Peter followed at a distance; and when they had kindled a fire in the courtyard and sat down around it, Peter sat among them.

Then a maid, seeing him as he sat in the light, gazed at him and said, “This man also was with him.”

But he denied it, saying, “Woman, I do not know him.”

And a little later someone else saw him, and said, “You also are one of them.”

But Peter said, “Man, I am not.”

And after an interval of about an hour, still another insisted, saying, “Certainly this man also was among them, for he is a Galilean.”

But Peter said, “Man, I do not know what you are saying.”

And immediately, while he was still speaking, the cock crowed. And the Lord turned and looked at Peter.

And Peter remembered the word of the Lord, how he had said, “Before the cock crows today, you will deny me three times.” And he went out and wept bitterly.

4 responses

  1. … but if he would have admitted to be one of them, we might never have learned the lesson, and christianity might have died together with Jezus and Peter. Neither would Peter have learned the lesson – he was not very much in touch with himself.

    1. Well, it was pretty gutsy of Peter to be there at all.

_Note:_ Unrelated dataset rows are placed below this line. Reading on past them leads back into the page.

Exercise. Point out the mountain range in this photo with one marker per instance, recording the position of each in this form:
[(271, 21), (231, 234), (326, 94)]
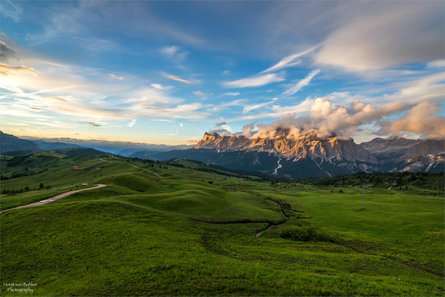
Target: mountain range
[(311, 156), (306, 155)]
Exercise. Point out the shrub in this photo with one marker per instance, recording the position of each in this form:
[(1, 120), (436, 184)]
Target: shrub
[(306, 233)]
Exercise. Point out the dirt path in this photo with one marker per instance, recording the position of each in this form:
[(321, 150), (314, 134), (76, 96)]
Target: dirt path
[(60, 196), (249, 221)]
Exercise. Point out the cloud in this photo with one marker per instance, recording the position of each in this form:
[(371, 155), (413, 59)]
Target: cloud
[(249, 108), (114, 76), (6, 53), (386, 37), (290, 61), (172, 77), (230, 94), (7, 70), (199, 93), (80, 92), (93, 124), (325, 119), (131, 123), (302, 83), (426, 88), (175, 53), (247, 130), (420, 120), (160, 86), (222, 132), (223, 106), (10, 9), (436, 64), (254, 81)]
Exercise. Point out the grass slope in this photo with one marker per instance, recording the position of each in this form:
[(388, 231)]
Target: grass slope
[(146, 234)]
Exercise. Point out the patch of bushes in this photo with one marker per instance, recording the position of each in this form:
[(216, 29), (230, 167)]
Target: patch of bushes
[(306, 233)]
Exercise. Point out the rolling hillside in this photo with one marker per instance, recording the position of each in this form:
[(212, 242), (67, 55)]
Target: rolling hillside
[(170, 229)]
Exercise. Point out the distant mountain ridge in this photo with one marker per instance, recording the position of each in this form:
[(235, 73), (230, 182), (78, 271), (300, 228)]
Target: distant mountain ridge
[(283, 156), (312, 156)]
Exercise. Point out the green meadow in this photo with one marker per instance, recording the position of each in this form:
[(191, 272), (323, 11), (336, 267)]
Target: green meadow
[(180, 228)]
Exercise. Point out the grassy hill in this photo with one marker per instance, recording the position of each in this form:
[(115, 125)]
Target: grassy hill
[(171, 229)]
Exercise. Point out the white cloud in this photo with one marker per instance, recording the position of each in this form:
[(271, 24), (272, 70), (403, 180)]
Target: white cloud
[(301, 84), (387, 37), (175, 53), (254, 81), (10, 9), (419, 120), (131, 123), (223, 106), (160, 86), (249, 108), (291, 60), (199, 93), (436, 63), (177, 78), (118, 77), (230, 94)]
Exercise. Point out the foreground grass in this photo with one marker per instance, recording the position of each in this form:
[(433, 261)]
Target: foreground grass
[(137, 237)]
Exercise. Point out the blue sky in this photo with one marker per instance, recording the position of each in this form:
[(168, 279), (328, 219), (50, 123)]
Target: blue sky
[(166, 72)]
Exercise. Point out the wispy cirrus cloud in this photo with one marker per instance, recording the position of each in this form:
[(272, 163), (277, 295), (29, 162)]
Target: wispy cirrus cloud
[(254, 81), (10, 9), (176, 78), (395, 35), (118, 77), (174, 53), (436, 63), (230, 94), (249, 108), (302, 83), (291, 60)]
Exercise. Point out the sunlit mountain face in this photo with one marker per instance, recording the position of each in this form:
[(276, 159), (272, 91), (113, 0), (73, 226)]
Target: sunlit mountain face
[(167, 72)]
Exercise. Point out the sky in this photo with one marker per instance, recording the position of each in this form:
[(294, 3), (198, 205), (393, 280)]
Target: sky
[(168, 71)]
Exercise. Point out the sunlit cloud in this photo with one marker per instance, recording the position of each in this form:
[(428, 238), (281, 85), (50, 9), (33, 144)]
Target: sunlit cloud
[(254, 81), (396, 35), (160, 86), (291, 60), (249, 108), (302, 83), (437, 63), (118, 77), (176, 78), (10, 9)]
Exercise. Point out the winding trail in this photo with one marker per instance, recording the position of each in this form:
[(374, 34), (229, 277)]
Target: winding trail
[(249, 221), (60, 196)]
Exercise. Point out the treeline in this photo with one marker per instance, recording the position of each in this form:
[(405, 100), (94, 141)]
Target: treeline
[(394, 180)]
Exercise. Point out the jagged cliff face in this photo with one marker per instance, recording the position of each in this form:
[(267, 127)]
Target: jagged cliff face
[(306, 146)]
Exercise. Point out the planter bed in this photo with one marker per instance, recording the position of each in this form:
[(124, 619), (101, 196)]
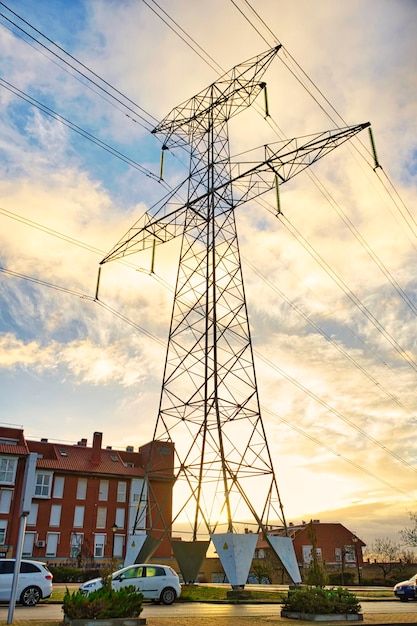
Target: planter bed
[(330, 617), (108, 621)]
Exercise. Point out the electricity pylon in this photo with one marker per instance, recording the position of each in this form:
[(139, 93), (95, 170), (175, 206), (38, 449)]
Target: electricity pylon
[(209, 406)]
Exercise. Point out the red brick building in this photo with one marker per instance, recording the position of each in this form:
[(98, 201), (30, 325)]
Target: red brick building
[(336, 546), (88, 501)]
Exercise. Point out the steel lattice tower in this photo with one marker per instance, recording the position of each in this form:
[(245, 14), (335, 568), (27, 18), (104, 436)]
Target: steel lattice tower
[(209, 406)]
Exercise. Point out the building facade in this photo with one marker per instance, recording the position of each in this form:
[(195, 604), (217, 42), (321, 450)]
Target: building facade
[(89, 502), (334, 545)]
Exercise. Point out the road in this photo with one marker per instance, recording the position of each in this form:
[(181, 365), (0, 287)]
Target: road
[(54, 612)]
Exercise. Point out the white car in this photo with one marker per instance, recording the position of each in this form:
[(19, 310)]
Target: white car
[(159, 583), (34, 583)]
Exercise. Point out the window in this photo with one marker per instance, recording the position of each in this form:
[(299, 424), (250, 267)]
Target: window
[(3, 528), (59, 487), (78, 517), (5, 500), (120, 518), (28, 542), (101, 517), (103, 493), (55, 516), (152, 570), (32, 518), (76, 544), (52, 540), (7, 470), (81, 489), (99, 541), (43, 485), (118, 541), (121, 491), (349, 554)]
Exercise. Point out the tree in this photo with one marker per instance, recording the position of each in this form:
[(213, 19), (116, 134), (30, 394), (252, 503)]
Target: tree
[(386, 554), (409, 535)]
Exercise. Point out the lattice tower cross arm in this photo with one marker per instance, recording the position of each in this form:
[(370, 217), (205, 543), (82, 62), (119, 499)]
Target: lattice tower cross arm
[(284, 160)]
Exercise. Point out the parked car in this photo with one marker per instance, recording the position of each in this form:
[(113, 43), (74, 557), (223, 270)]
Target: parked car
[(34, 583), (159, 583), (406, 589)]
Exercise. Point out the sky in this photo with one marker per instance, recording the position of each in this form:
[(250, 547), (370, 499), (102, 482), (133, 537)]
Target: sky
[(330, 284)]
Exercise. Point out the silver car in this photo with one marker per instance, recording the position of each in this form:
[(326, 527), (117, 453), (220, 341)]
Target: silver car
[(159, 583), (34, 583)]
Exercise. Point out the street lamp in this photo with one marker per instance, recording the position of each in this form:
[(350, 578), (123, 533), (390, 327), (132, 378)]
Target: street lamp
[(114, 529), (356, 544)]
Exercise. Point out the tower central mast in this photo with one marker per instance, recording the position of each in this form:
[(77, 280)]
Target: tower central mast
[(209, 406)]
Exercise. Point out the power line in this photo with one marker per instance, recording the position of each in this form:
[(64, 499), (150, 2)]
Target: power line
[(301, 431), (150, 122)]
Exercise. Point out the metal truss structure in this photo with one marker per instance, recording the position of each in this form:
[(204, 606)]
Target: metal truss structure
[(209, 405)]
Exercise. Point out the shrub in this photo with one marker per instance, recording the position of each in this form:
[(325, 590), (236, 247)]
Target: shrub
[(321, 601), (337, 578), (67, 574), (103, 603)]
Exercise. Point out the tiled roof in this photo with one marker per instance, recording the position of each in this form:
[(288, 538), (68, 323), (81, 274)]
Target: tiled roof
[(79, 459), (12, 441)]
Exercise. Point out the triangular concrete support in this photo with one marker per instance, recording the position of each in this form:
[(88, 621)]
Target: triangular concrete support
[(189, 556), (284, 549), (236, 552), (140, 548)]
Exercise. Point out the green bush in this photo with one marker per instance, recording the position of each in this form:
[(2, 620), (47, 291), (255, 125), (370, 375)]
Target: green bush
[(103, 603), (66, 574), (336, 578), (321, 601)]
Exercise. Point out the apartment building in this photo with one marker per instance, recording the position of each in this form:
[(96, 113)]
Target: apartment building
[(89, 502)]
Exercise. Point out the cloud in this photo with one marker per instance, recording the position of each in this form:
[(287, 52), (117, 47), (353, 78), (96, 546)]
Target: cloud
[(326, 282)]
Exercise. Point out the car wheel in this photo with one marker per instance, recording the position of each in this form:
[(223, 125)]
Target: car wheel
[(30, 596), (168, 595)]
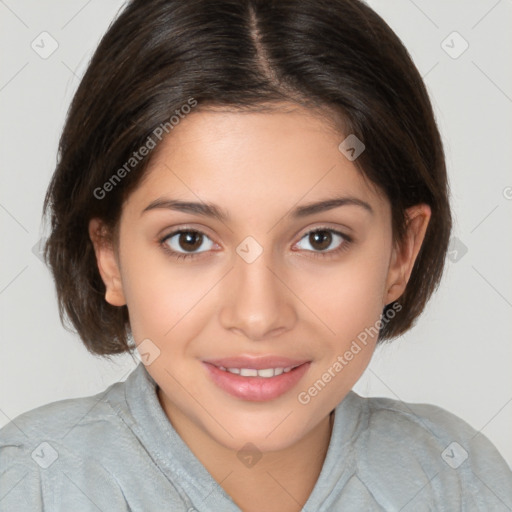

      Someone else could have taken charge of the church; in fact Jesus’ brother James was recognized as head of the Jerusalem church, which was the movement’s world headquarters until they fled the Roman attack ~CE 70. So “died together with Jesus & Peter”? — I’d say no. If God wanted that message out there, it was going to happen.

      But for Peter to ‘learn the lesson’; there’s an interesting question: What lesson was that?

      That Peter’s ideal self-image, what he thought he should do and would do in the crunch, wasn’t at all like what he did? That’s an important lesson for anybody — and it fits nicely into Jesus’ teaching about not judging… But also, what Peter did was what God wanted here, whereas ideal behavior wouldn’t have taught us ‘the lesson’.

      Which is to say, that God doesn’t want ‘ideal’ behavior, but ‘our’ behavior. (It doesn’t necessarily need to be as bad as it sometimes gets…)

      Another lesson was nudging at me, & now I’m needing to fish for it: Peter starts off thinking that what will be asked of him will be courageous violence. He tries that, and Jesus tells him, no. Now he’s employing cunning… again, courageously so. & realizes that this isn’t what he’s supposed to be doing either. He’s supposed to be telling the truth even if it kills him; and he isn’t ready for that. Probably he’s not even called to do that, not this night– but Church legend has it that this is the way he does, eventually, meet his death.

  2. I seem to be more or less on the same wavelength. Thought about James too, when i wrote my first comment, but not knowing you enough, just kept my mouth shut about it.

    “Which is to say, that God doesn’t want ‘ideal’ behavior, but ‘our’ behavior. (It doesn’t necessarily need to be as bad as it sometimes gets…)” this is also something i have thought of repeatedly. He wants us to experience Universe and Force(s) our way.
    Universe and Force being the world of experience. The other side of God, the emptiness, also needs being experienced, our way, and not the way of any lama or Sadhu, ..or meister Eckhart,

    The last paragraph of your comment is interesting to say the least. And in consequence, Why did Jezus surround himself with these macho heroes as well as prostitutes, tax bailiffs and so on? Because these people didn’t wear a mask most of the time and would accept truth faster than those having to unlearn there ‘good’ behaviour?

    Great talking to you. The bible doesn’t have to be oldfashioned or fundamentalist. This way leads to progress.

  3. Good having you around, too! “It’s always a pleasure to meet a live one!” as another friend put it.

    Did Jesus ‘surround himself with’ anybody? — or simply accept those who insisted? (Judas, for example?)

    Something in what you say, about people who aren’t too self-identified as ‘the Good people!’